Like Turner, many national civil rights groups agree that school police should be restricted even more than they are in Atlanta. They argue for limitations even on casual interactions with students and keeping police out of common areas like cafeterias unless they are called to respond. Some favor removing police from schools entirely and spending the money instead on personnel like school counselors and social workers.
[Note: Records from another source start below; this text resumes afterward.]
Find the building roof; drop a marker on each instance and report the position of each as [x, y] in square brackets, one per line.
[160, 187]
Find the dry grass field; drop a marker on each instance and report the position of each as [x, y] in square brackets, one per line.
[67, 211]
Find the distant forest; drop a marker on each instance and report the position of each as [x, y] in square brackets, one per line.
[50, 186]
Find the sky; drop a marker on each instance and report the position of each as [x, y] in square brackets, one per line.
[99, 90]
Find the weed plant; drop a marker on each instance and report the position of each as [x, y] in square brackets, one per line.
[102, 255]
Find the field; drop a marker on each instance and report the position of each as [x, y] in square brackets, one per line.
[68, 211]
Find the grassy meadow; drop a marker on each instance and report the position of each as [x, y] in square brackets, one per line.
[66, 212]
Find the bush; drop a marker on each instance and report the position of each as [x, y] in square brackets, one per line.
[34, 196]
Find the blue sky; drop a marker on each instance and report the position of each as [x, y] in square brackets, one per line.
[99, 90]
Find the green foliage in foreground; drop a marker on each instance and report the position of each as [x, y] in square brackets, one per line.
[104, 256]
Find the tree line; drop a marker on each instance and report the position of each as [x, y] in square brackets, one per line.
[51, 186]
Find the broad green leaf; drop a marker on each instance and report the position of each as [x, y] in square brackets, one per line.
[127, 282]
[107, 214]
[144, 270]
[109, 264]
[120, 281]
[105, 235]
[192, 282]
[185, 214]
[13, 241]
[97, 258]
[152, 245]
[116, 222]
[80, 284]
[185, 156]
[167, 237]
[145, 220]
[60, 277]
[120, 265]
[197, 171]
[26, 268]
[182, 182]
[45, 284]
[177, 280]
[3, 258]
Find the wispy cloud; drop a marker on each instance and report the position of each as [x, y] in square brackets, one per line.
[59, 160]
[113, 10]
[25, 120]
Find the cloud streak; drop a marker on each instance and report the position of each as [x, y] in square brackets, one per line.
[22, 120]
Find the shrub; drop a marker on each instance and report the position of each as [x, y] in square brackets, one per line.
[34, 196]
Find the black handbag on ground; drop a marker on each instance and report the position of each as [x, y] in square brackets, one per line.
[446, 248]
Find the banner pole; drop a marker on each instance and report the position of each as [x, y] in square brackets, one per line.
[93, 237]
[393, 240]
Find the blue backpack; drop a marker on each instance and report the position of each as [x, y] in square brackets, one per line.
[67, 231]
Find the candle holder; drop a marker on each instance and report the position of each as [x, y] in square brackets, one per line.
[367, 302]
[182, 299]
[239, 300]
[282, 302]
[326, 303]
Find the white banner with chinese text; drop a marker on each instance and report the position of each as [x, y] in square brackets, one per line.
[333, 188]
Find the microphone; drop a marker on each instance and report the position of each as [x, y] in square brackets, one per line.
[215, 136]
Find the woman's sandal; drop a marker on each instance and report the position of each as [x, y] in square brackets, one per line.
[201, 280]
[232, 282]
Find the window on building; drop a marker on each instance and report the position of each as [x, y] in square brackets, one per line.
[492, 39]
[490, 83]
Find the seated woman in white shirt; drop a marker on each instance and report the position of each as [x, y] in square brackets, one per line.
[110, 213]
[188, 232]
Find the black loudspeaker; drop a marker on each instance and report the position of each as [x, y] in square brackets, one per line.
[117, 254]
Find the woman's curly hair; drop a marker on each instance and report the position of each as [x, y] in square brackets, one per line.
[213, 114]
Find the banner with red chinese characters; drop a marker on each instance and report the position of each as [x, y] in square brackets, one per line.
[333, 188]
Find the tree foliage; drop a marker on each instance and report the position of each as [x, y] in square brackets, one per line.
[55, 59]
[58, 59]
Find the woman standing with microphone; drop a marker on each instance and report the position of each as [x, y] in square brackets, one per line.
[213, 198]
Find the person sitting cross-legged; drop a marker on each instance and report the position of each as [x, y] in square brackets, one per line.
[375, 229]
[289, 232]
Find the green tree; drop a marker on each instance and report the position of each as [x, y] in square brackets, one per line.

David Payne, a civil rights advocate and director of the Atlanta Community Engagement Team, said he understands the desire to keep police in Atlanta’s schools, but he hopes that school climate work and improved relationships between students and adults will reduce the need for a law enforcement presence in the future.
Neighborhood and parent groups plan to monitor school discipline data as the district carries out its plans, he said.
Officer Kimberly Chamblee works at Sylvan Hills Middle School. She says it’s important for her to “know all of the kids, not just the ones who have issues.”
Sylvan Hills has a social-emotional learning period built into its schedule every day, and it uses peer mediation groups to address some student behavioral issues. Chamblee quickly adopted the approach by asking students about the cause of their behavior at the moment she intervenes.
Once, the officer asked a girl to throw away a bag of hot fries before she entered the building—a routine practice because junk food isn’t allowed. When the girl resisted, Chamblee pulled the student aside to a private room, where she told the officer that her family shares a house with others, and children were stealing her food at night.
Chamblee took the girl to school staff, who ensured that she had food to take home.
“Everything doesn’t have to be ‘you’re going to jail,’ ” Chamblee said.